Sosiolog terkemuka Anthony Giddens menulis mengenai dunia yang tunggang langgang ini _”Runaway World; How Globalisation Reshaping Our Lives”_ (2000), globalisasi telah menjadikan dunia semakin mengerut mengecil setelapak tangan kita seukuran gajet yang tersambung dengan koneksi internet 24 jam sehari.
Dunia dan hidup kita berubah karenanya. Yang jauh menjadi makin dekat, tapi yang dekat menjadi makin jauh. Seperti lagu Metallica _”So Close No Matter How Far”_ (1991), terasa dekat sekali tak peduli seberapa jauh pun. Batas-batas geografi tak punya arti karena dunia sudah tak punya batas lagi, _a Boarderless World._
Manusia menjadi tunggang langgang terkaget-kaget oleh fenomena baru 4.0, tatanan sosial bubrah, nilai-nilai moral melemah, dan agama kehilangan arah. Anak-anak milenial menjadi mahluk baru yang tidak kita kenali, mereka hidup dalam dunianya sendiri, dunia digital yang menjungkir balikkan dunia analog.
Orang-orang tua segenerasi kita tunggang-langgang kebingungan melihat polah-tingkah generasi Z dan Y yang tidak bisa kita pahami. Kita panik karena mereka tidak lagi berteman dan bermain dengan sebaya seperti zaman kita dulu. Kita panik karena mereka tidak lagi membaca buku, kita panik karena mereka tidak mau lagi _ngumpul ngariung_ di ruang keluarga untuk sekadar menonton teve bersama.
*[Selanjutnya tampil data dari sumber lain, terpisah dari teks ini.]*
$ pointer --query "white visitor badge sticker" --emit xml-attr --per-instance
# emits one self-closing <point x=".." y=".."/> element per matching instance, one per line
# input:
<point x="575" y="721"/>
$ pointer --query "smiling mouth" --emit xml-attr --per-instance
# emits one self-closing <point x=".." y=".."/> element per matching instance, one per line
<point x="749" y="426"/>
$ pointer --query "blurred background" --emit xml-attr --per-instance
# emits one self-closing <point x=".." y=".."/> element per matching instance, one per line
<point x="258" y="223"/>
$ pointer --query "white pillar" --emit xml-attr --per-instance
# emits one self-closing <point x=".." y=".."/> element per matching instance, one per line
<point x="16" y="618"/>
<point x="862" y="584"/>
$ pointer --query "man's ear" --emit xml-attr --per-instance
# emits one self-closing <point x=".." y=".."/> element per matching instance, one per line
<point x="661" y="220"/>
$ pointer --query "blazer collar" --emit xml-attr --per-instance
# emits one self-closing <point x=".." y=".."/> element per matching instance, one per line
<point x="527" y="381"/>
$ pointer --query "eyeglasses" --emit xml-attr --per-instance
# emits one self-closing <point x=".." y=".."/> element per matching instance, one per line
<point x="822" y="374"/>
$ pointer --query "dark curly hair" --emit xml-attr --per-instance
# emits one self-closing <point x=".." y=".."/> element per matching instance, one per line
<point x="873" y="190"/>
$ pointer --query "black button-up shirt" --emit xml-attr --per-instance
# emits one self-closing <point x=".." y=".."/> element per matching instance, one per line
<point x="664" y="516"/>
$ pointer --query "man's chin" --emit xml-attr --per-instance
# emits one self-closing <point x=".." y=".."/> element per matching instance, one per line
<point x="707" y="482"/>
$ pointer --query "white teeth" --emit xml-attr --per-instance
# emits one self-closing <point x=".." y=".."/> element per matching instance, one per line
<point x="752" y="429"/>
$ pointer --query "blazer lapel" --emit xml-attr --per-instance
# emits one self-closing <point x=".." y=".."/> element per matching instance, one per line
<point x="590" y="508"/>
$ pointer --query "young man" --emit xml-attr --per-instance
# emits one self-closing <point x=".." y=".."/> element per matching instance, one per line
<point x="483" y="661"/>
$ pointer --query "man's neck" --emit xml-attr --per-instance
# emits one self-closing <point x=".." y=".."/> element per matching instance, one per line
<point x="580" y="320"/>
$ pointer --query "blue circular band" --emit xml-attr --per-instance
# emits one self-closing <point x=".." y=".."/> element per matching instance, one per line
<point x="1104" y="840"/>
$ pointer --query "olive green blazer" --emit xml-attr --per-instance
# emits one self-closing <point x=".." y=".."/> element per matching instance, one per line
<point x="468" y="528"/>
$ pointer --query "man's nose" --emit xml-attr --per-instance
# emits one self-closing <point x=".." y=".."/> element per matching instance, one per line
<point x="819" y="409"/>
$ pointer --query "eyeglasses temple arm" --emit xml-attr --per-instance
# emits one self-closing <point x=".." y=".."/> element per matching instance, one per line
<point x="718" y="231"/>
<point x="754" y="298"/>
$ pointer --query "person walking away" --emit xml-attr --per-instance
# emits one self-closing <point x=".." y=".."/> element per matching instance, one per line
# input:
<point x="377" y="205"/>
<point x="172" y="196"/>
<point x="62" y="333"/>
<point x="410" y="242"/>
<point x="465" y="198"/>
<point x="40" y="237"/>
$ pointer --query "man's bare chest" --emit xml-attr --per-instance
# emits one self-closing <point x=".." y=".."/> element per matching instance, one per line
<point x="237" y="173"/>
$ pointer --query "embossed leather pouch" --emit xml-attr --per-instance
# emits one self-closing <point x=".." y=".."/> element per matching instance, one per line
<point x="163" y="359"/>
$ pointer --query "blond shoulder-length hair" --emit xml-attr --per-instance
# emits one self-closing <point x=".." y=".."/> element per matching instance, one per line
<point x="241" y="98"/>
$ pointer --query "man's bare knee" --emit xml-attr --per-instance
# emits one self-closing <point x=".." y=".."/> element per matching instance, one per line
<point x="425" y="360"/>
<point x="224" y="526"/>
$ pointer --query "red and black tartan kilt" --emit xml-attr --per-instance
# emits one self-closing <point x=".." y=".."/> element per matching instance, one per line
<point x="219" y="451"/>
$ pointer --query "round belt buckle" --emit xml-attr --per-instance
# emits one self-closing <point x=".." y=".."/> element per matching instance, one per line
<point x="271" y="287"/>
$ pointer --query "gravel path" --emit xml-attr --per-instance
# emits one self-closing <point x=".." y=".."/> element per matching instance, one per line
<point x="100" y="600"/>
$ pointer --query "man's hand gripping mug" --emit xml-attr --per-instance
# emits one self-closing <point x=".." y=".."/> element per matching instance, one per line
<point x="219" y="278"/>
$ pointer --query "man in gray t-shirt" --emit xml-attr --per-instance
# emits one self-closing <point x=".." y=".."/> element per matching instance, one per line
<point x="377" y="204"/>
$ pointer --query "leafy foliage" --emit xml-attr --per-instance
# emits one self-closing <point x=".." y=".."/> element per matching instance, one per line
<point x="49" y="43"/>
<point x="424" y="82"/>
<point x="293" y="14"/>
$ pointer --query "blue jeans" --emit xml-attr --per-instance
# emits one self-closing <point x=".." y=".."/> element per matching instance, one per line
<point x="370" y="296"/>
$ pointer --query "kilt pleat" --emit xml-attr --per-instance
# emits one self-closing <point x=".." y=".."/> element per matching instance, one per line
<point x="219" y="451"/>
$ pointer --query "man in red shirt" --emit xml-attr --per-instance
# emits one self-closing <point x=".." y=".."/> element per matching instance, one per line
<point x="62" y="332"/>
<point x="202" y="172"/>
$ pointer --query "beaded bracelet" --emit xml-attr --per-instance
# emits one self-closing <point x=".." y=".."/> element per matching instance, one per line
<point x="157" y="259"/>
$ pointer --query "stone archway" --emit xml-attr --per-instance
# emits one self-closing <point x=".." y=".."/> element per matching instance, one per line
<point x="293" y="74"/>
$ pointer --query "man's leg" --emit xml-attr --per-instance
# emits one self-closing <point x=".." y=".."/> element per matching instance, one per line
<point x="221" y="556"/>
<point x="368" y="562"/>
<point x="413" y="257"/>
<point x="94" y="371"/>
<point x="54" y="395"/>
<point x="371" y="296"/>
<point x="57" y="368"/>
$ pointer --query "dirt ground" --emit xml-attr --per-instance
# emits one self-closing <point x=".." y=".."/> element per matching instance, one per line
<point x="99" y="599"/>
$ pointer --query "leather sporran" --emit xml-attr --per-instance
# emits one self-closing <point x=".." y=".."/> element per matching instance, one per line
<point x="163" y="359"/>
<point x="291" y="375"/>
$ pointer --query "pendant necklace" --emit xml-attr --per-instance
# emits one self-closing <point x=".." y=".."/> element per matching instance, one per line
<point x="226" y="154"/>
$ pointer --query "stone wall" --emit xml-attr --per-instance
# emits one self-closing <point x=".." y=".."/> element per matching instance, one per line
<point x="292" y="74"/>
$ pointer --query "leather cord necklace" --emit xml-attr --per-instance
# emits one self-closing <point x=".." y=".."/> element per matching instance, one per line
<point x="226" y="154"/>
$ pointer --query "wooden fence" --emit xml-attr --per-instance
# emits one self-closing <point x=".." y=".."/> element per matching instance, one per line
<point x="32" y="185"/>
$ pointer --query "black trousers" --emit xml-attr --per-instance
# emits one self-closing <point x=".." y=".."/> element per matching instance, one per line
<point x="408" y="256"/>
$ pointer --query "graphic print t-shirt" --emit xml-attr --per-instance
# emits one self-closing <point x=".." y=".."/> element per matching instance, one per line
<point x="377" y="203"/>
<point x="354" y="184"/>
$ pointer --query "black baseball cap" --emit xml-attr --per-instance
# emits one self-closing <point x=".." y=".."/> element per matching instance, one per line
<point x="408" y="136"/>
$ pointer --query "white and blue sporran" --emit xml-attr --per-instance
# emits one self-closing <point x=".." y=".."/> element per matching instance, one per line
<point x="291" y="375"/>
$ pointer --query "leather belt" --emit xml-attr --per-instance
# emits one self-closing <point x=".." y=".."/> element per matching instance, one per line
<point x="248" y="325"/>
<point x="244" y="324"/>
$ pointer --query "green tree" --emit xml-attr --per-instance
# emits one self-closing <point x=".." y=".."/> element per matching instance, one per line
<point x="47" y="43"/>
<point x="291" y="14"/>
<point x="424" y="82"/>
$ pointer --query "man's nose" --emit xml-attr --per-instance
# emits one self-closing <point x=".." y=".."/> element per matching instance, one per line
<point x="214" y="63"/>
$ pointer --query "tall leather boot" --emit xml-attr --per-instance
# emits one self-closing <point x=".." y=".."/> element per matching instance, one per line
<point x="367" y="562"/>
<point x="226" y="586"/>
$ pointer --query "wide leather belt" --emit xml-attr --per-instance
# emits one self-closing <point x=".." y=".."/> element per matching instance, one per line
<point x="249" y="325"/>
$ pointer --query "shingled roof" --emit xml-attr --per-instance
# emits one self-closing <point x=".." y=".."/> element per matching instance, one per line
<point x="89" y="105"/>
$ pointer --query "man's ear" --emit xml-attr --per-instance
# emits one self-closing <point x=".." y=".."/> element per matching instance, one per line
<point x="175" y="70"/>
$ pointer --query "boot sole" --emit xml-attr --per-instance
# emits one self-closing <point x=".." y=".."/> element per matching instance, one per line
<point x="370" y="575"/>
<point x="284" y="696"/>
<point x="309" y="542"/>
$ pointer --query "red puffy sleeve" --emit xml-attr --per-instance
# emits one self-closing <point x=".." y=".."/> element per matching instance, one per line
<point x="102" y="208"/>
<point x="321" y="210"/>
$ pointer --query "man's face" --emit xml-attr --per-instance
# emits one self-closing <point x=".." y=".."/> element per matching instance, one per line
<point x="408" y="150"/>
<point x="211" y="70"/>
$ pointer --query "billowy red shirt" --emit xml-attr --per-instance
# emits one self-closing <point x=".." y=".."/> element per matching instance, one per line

Di dunia yang menjadi global dan terkoneksi oleh keajaiban _worldwide web_ (www) lalulintas manusia, barang, dan jasa mengalir setiap saat tak bisa ditahan maupun dikendalikan. Giddens sudah memprediksi sisi gelap dari globalisasi, bukan hanya barang dan jasa yang _free-flow_ bebas keluar masuk batas negara, penyakitpun ikut-ikutan bebas menyebar ke seluruh dunia mengikuti pola globalisasi.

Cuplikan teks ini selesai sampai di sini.